Маша закрыла глаза и погрузилась во что-то сияющее, прозрачное, благоуханное. «Моя богданка, укохана, люба дивчинка», — шептал голос Анджея. Она тоже хотела ответить ему словами любви, но губы не слушались — они превратились в тиски, которые ей было не под силу разжать. Внутри сделалось горячо, потом ее существо пронзила острая боль. И все куда-то исчезло — и Анджей, и это сияние, и черный мрак…


Николая Петровича вызвали прямо из президиума совещания передовиков сельского хозяйства, на котором он председательствовал в отсутствие Первого. То, что его нашли столь оперативно, было заслугой Серафимы Антоновны, буквально поднявшей на ноги весь обком. Он подъехал к подъезду, возле которого уже стояла амбулаторная машина с распахнутыми дверцами, выскочил на ходу из своего ЗИСа и увидел санитаров, выносящих носилки с Машей. Его поразила бледность ее лица, он наклонился, крепко стиснул в своих руках лежащие на ее груди ладони. Они оказались холодными и совсем безжизненными.

— Она… она…

Он побоялся выговорить это страшное слово «умерла», которое так и вертелось на языке. Врач из спецполиклиники, которого Николай Петрович знал в лицо, вежливо поздоровавшись, ответил:

— Мы сделаем все возможное и невозможное. Не волнуйтесь. Пожалуйста, не задерживайте нас.

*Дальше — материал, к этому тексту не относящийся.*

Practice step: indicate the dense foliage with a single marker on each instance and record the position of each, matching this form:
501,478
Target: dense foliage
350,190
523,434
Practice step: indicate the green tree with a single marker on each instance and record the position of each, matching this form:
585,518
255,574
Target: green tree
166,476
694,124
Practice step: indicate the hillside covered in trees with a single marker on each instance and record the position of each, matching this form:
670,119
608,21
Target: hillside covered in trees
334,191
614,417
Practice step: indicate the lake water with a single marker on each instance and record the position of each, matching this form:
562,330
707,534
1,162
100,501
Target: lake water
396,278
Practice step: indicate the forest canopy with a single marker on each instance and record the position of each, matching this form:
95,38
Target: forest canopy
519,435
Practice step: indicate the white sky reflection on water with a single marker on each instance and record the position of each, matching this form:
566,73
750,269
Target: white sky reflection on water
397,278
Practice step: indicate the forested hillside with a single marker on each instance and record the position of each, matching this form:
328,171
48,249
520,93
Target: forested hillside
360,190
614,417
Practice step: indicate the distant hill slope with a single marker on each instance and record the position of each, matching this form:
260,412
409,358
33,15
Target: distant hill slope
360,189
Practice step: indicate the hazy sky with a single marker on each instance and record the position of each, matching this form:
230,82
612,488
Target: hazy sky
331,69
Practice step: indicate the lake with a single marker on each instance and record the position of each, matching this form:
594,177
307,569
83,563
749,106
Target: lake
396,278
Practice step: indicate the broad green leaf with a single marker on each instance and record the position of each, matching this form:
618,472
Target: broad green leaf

Носилки с Машей исчезли в темном чреве машины, дверцы захлопнулись. Взвыла сирена. Николай Петрович быстро вернулся в свой ЗИС, бросил Виктору: «Гони следом!»

Они шли впритык со «скорой», и ветровое стекло их машины было заляпано грязью из-под ее колес. В одном месте «скорая» резко затормозила — кто-то перебегал дорогу, — и Виктору пришлось вырулить на тротуар, затормозив буквально в сантиметре от ствола дерева. Николай Петрович даже не успел испугаться — кажется, он утратил эту способность пугаться за собственную жизнь. Виктор сказал: «Пронесло на этот раз», вырулил в какой-то грязный, весь в колдобинах переулок, и через минуту они оказались возле приемного покоя центральной больницы. Носилки с Машей уже достали из машины, возле них хлопотал доктор со знакомым лицом. Он что-то крикнул выбежавшим на улицу двум женщинам в белых халатах. «Господи, только бы она осталась жива! Боже, помоги!» — вырвалось у Николая Петровича.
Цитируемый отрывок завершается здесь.